One of the most carefully-investigated bonds of cultural connection between the Eastern Mediterranean in Phœnician times and pre-Columbian America (Tehuantepec) has recently been put on record by Zelia Nuttall in her memoir on “a curious survival in Mexico of the use of the Purpura shell-fish for dyeing” (=50=). After a very thorough and critical analysis of all the facts of this truly remarkable case of transmission of an extraordinary custom, Mrs. Nuttall justly concludes that “it seems almost easier to believe that certain elements of an ancient European culture were at one time, and perhaps once only, actually transmitted by the traditional small band of ... Mediterranean seafarers, than to explain how, under totally different conditions of race and climate, the identical ideas and customs should have arisen” (pp. 383 and 384). Nor does she leave us in any doubt as to the route taken by the carriers of this practice. Found in association with it, both in the Old and the New World, was the use of conch-shell trumpets and pearls. The antiquity of these usages is proved by their representation in pre-Columbian pictures or, in the case of the pearls, the finding of actual specimens in graves.
In Phœnician Greek, and later times these shell-trumpets were extensively used in the Mediterranean: “European travellers have found them in actual use in East India, Japan and, by the Alfurs, in Ceram, the Papuans of New Guinea, as well as in the South Sea islands as far as New Zealand,” and in many places in America (p. 378). “In the Old and the New World alike, are found, in the same close association, (1) the purple industry and skill in weaving; (2) the use of pearls and conch-shell trumpets; (3) the mining, working and trafficking in copper, silver and gold; (4) the tetrarchial form of government; (5) the conception of ‘Four Elements’; (6) the cyclical form of calendar. Those scholars who assert that all of the foregoing must have been developed independently will ever be confronted by the persistent and unassailable fact that, throughout America, the aborigines unanimously disclaim all share in their production and assign their introduction to strangers of superior-culture from distant and unknown parts” (p. 383).

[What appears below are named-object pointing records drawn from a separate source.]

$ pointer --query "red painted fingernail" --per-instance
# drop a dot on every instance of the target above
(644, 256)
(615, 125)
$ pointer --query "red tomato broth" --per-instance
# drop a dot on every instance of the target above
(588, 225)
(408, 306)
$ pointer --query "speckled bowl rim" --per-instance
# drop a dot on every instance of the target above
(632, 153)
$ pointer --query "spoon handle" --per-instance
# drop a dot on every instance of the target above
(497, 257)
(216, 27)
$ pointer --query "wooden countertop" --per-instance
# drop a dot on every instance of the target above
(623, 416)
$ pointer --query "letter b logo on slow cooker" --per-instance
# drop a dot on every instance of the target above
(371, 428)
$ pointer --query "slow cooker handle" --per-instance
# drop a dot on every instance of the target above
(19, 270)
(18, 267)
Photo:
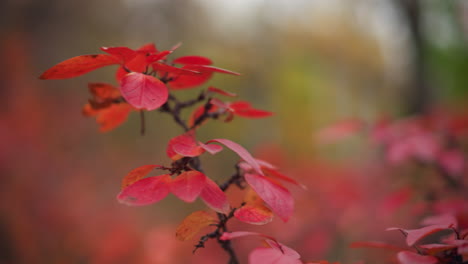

Many other equally definite proofs might be cited of the transmission of customs from the Old to the New World, of which the instance reported by Tylor (=102=) is the classical example[2]; but I know of no other which has been so critically studied and so fully recorded as Mrs. Nuttall’s case.
But the difficulty may be raised—as in fact invariably happens when these subjects come up for discussion—as to the means of transmission. Rivers has explained what does actually happen in the contact of peoples (=68=) and how a small group of wanderers bringing the elements of a higher culture can exert a profound and far-reaching influence upon a large uncultured population (=64= to =70=).